But in reading this book after 50 years, I’m struck by the children left behind. Dean “had four little ones and not a cent, and was all troubles and ecstasy and speed.” We learn about two addicts: “Their food bill was the lowest in the country; they hardly ever ate; nor did the children—they didn’t seem to care.” Sure. “Johnny, seven years old, dark-eyed and sweet,” appears in a tent where the adults get drunk and two of them decide to have sex. One asks, “What about Johnny?” The other says, “He don’t mind. He’s asleep.” But Johnny wasn’t.
Sal’s aunt, who enables his travel, reminds him of the children: “Those poor little things grow up helpless. You’ve got to offer them a chance to live.” Sal honestly says, “I had nothing to offer anybody except my own confusion.” The same could be said of On the Road generally, but The New York Times called Kerouac the “avatar” of the 1950s beat generation and his novel “the most beautifully executed, the clearest and the most important utterance yet made” by those nihilistic rebels.
Kerouac’s buddy Neal Cassady died in 1968 after overdosing on barbiturates. Cassady left this advice to posterity: “My kids are all screwed up. Don’t do what I have done.” Kerouac’s last paragraph in On the Road includes this: “So in America when the sun goes down and I sit on the old broken-down river pier watching the long, long skies over New Jersey, and sense all that raw land that rolls in one unbelievable huge bulge over to the West Coast, and all that road going, all the people dreaming in the immensity of it … and tonight the stars’ll be out, and don’t you know that God is Pooh Bear?”
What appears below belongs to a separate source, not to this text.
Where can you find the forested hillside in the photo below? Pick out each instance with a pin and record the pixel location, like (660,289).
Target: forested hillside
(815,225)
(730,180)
Kerouac, not grasping God’s reality and changing his life, died in 1969 at age 47 from an internal hemorrhage caused by cirrhosis.
FIVE YEARS AFTER On the Road, John Steinbeck’s Travels With Charley: In Search of America became a No. 1 bestseller. Its style is very different—short sentences, crisp writing—and the narrator is mature: Steinbeck, already famous, would soon win the Nobel Prize in literature. But some of Steinbeck’s criticism of America, oddly enough, parallels Kerouac’s.
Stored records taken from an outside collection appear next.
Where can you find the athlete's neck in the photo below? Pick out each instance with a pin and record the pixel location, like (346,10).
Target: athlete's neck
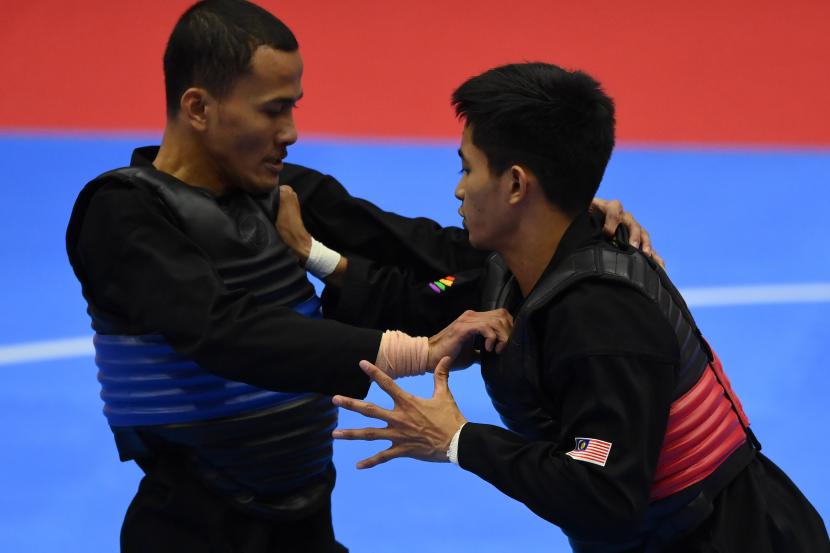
(181,156)
(533,245)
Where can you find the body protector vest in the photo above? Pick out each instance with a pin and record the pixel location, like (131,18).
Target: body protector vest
(706,422)
(266,452)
Steinbeck, at age 58, said he was traveling because “I had not felt the country for twenty-five years … heard the speech of America, smelled the grass and trees and sewage, seen its hills and water.” He started in New York where Kerouac ended and headed out in a pickup truck with a camper top and his 10-year-old French poodle, Charley, who often seems more mellow than his master. Steinbeck, anticipating the movie The Graduate (1967), quickly bemoans a Maine motel where “everything was done in plastic—the floors, the curtain, table tops of stainless burnless plastic, lamp shades of plastic.”
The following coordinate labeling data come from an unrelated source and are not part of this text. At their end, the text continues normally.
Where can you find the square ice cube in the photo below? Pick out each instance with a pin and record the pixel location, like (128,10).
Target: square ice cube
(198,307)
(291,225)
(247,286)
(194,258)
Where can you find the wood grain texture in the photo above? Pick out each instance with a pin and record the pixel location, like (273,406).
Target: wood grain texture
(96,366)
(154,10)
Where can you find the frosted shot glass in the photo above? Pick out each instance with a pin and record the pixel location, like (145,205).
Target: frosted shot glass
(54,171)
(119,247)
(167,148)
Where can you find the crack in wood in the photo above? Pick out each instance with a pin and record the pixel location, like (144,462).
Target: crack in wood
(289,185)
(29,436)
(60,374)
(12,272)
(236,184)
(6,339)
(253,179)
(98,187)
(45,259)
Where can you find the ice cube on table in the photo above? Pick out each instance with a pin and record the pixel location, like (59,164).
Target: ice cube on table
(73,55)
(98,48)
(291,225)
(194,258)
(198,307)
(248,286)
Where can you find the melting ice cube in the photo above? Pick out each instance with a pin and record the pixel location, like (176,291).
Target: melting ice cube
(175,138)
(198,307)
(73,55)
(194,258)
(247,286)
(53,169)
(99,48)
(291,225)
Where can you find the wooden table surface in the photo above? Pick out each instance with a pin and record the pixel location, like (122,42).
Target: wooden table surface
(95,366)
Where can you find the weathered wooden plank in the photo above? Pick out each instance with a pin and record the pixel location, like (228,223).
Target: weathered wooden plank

Steinbeck yearns for authenticity and adventure. He hates seeing “two water tumblers … sealed in cellophane sacks with the words: ‘These glasses are sterilized for your protection.’” He hates seeing across a toilet seat “a strip of paper with the message ‘This seat has been sterilized with ultraviolet light for your protection.’ Everyone was protecting me and it was horrible.” He describes one restaurant “with simulated leather stools. … Everything that can be captured and held down is sealed in clear plastic.” Another “was all plastic too—the table linen, the butter dish. The sugar and crackers were wrapped in cellophane.” (Why so much whining?)